CREDIT: Canadian Press/Tom Hanson
Air India inquiry commissioner Justice John Major announced Monday, Feb. 19, 2007 he might shut down the inquiry if certain documents are not made available.

OTTAWA - Prime Minister Stephen Harper said Monday he has stepped in to resolve a dispute that threatens to shut down the probe into the worst terrorist act in Canadian history.

He was responding to Air India Inquiry Commissioner John Major's stark warning that he might scuttle the inquiry into the 1985 Air India bombings due to a lack of public access to crucial documents.

"I've instructed my national security adviser to meet with people in the various departments to impose a non-restrictive interpretation of the law, and to expedite resolution of this dispute as quickly as possible," Harper said in the House of Commons.

Major warned earlier Monday that government secrecy - driven by national security fears - is trumping Harper's promise last year to ensure victims' families that the deadly attacks and its aftermath would be subjected to a public probe.

"A serious problem has arisen," Major said in his address at the inquiry. "The question of national security has been raised by government agencies - CSIS, the RCMP, Foreign Affairs and others - that the public interest would be jeopardized in this era of violent world-wide terrorism if many of these documents were made public.

"On the other hand, by the terms of reference members of the families were in effect promised a public hearing, which by definition means just that."

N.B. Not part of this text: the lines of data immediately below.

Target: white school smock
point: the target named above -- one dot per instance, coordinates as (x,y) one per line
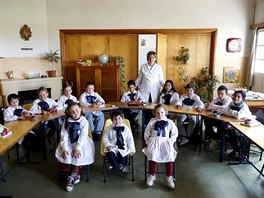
(36,109)
(84,144)
(110,138)
(150,81)
(160,149)
(61,101)
(84,103)
(173,100)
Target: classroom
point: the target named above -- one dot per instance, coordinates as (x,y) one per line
(104,43)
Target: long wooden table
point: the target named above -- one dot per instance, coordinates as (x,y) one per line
(255,134)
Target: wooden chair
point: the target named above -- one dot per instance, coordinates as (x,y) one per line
(131,159)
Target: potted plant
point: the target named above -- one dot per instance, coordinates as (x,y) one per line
(205,84)
(52,57)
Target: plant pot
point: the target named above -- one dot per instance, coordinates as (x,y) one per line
(51,73)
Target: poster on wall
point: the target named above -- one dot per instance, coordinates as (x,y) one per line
(231,74)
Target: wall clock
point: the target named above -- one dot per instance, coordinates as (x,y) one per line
(233,45)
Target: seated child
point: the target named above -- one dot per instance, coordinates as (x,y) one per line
(216,106)
(239,110)
(130,96)
(96,118)
(188,100)
(15,112)
(119,143)
(75,147)
(169,96)
(66,98)
(160,136)
(44,105)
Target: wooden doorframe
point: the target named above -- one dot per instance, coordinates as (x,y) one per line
(212,31)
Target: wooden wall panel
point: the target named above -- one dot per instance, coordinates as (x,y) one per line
(72,50)
(92,46)
(126,46)
(162,48)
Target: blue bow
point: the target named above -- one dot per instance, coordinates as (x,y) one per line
(68,101)
(132,96)
(91,99)
(44,106)
(160,127)
(18,112)
(120,140)
(74,128)
(167,98)
(188,101)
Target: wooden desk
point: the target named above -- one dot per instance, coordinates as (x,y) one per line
(255,134)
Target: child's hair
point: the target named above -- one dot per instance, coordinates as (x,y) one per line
(173,88)
(151,53)
(131,82)
(160,106)
(67,85)
(190,86)
(240,92)
(42,89)
(222,88)
(89,83)
(12,96)
(116,113)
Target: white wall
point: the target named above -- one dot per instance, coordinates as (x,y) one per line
(232,18)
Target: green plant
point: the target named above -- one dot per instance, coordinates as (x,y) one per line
(205,84)
(182,60)
(122,64)
(52,57)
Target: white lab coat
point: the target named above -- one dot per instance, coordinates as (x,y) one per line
(150,81)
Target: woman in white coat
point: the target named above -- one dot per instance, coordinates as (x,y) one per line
(150,79)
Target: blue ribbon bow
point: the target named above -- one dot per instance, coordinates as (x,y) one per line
(18,112)
(43,105)
(167,98)
(188,101)
(120,140)
(132,96)
(91,99)
(160,127)
(74,128)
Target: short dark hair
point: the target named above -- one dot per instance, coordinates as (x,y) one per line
(190,86)
(131,82)
(151,53)
(12,96)
(240,92)
(222,88)
(116,113)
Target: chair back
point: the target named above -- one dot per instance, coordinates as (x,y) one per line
(108,122)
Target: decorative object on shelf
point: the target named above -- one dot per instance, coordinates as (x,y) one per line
(231,74)
(182,60)
(103,59)
(205,84)
(52,57)
(10,74)
(233,45)
(25,32)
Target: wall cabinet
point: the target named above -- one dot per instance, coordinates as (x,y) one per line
(105,78)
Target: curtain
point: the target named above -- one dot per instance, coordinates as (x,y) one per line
(251,63)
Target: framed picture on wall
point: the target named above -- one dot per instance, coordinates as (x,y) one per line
(231,74)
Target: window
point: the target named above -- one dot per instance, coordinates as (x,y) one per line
(259,58)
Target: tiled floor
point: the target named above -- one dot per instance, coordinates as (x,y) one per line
(198,175)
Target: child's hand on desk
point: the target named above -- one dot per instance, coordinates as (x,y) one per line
(178,107)
(64,154)
(108,148)
(76,153)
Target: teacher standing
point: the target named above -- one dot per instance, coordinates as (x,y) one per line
(150,79)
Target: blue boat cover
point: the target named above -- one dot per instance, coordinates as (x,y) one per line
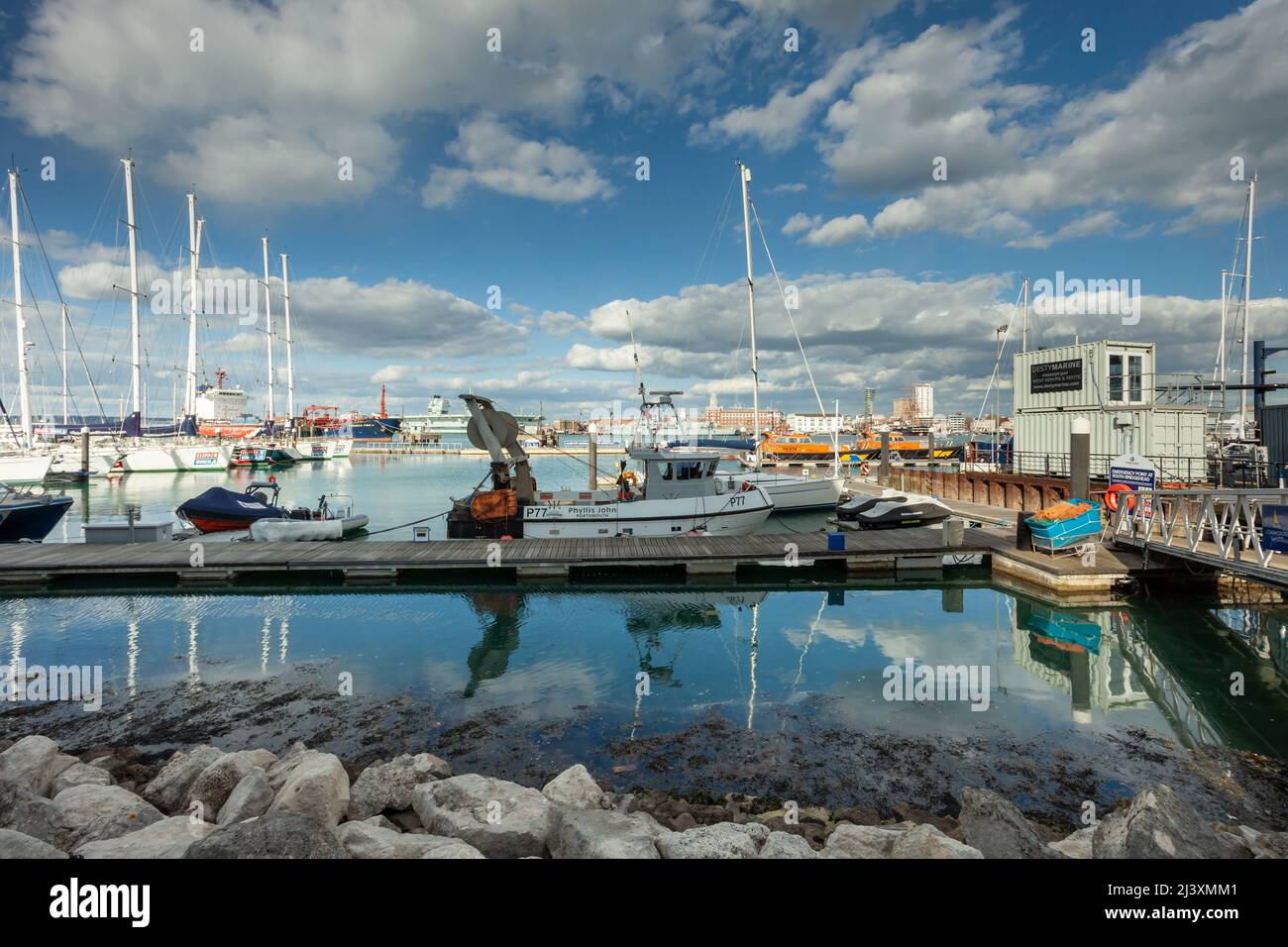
(218,501)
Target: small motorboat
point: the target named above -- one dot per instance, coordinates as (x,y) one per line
(218,509)
(254,457)
(893,509)
(333,519)
(26,515)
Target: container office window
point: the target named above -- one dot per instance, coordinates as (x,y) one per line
(1134,380)
(1126,386)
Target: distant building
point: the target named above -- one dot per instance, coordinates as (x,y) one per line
(814,423)
(905,410)
(923,394)
(742,418)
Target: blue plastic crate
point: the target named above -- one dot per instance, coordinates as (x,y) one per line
(1059,534)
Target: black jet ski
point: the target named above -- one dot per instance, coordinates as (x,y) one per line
(893,509)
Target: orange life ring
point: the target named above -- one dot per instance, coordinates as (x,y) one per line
(1113,492)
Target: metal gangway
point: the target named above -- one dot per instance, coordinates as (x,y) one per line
(1219,528)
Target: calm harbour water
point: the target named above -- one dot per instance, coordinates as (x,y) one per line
(748,655)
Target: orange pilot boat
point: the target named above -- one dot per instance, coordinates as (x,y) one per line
(774,446)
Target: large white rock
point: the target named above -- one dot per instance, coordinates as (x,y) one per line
(22,810)
(317,787)
(250,797)
(81,775)
(719,840)
(168,789)
(215,783)
(365,840)
(1077,845)
(576,789)
(91,813)
(501,819)
(18,845)
(927,841)
(387,787)
(1158,823)
(993,825)
(786,845)
(584,832)
(279,771)
(862,841)
(170,838)
(34,763)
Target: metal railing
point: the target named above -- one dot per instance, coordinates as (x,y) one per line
(1223,525)
(1186,471)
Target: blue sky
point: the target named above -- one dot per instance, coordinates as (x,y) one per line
(518,169)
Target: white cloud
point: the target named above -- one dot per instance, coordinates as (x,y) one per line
(493,158)
(284,88)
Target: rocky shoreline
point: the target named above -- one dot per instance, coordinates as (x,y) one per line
(206,802)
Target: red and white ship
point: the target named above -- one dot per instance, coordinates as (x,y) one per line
(222,411)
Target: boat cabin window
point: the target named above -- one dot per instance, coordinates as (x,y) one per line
(688,471)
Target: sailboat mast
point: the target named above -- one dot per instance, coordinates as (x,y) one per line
(189,389)
(745,176)
(20,324)
(268,333)
(290,364)
(1247,312)
(64,364)
(136,402)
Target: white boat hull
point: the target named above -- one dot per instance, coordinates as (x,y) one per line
(25,468)
(174,459)
(726,514)
(304,530)
(791,492)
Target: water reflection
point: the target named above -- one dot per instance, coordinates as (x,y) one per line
(747,654)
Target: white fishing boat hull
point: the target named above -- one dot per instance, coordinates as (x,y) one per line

He said the inquiry could "disappear into the quicksand of bureaucracy" if commission lawyers took the government to court to get needed documents declassified.

Harper appointed Major, a retired Supreme Court of Canada judge, last year to investigate circumstances surrounding the Air India bombings that left 331 people - mostly Canadians - dead. He promised the inquiry would find "answers to several key questions about the worst mass murder in Canadian history."

Harper noted Monday that Major and commission lawyers had been given full-and-uncensored access to all documents related to the inquiry, of which roughly 10 per cent couldn't be made public under Canadian law.

But Major made clear the hearing of evidence, set to begin on March 5 after Monday's adjournment, can't proceed unless the government gives ground and makes public documents that "are needed but currently denied" by bureaucrats.

"I understand all parties agree that under the present circumstances it would be futile to commence with the evidence that we have today, as it would lead nowhere," he said. "I've reached the conclusion that if the documents remain in a manner of speaking blacked out, there is no way I can carry out my mandate."

A spokesman for the Air India Victims Families Association said his group supports Major's stand to shut the inquiry if disclosure doesn't improve .

"What exactly is the government hiding?" said Dr. Bal Gupta of Toronto

"We don't want a charade. We don't want a whitewash."

Lawyers for the families of the victims acknowledged there are national security concerns that would prevent, for instance, the release of documents showing detailed intelligence provided by a foreign government.

"But what we don't know is to what extent has the Government of Canada made an effort with those foreign governments to see if (we can) now release this material," said Jacques Shore.

Two baggage handlers were killed on June 23, 1985 at Tokyo's Narita Airport after luggage, from a Canadian Pacific Airlines flight from Vancouver destined for a subsequent Air India flight, blew up. Less than an hour later Air India flight 182, originating in Vancouver and en route to London, exploded in the sky near Ireland, killing all 329 passengers and crew on board.

Police say the perpetrators were Sikhs in B.C. who were enraged by the Indian government's deadly 1984 assault on the Golden Temple in India's Punjab state. B.C. residents Ripudaman Singh Malik and Ajaib Singh Bagri were acquitted of charges relating to the terror attacks in March, 2005, after a judge ruled that there was insufficient evidence to convict.

Inderjit Singh Reyat was the only person convicted in the attacks, receiving a five-year sentence in 2003 after being found guilty of manslaughter and with assistance in the construction of a bomb.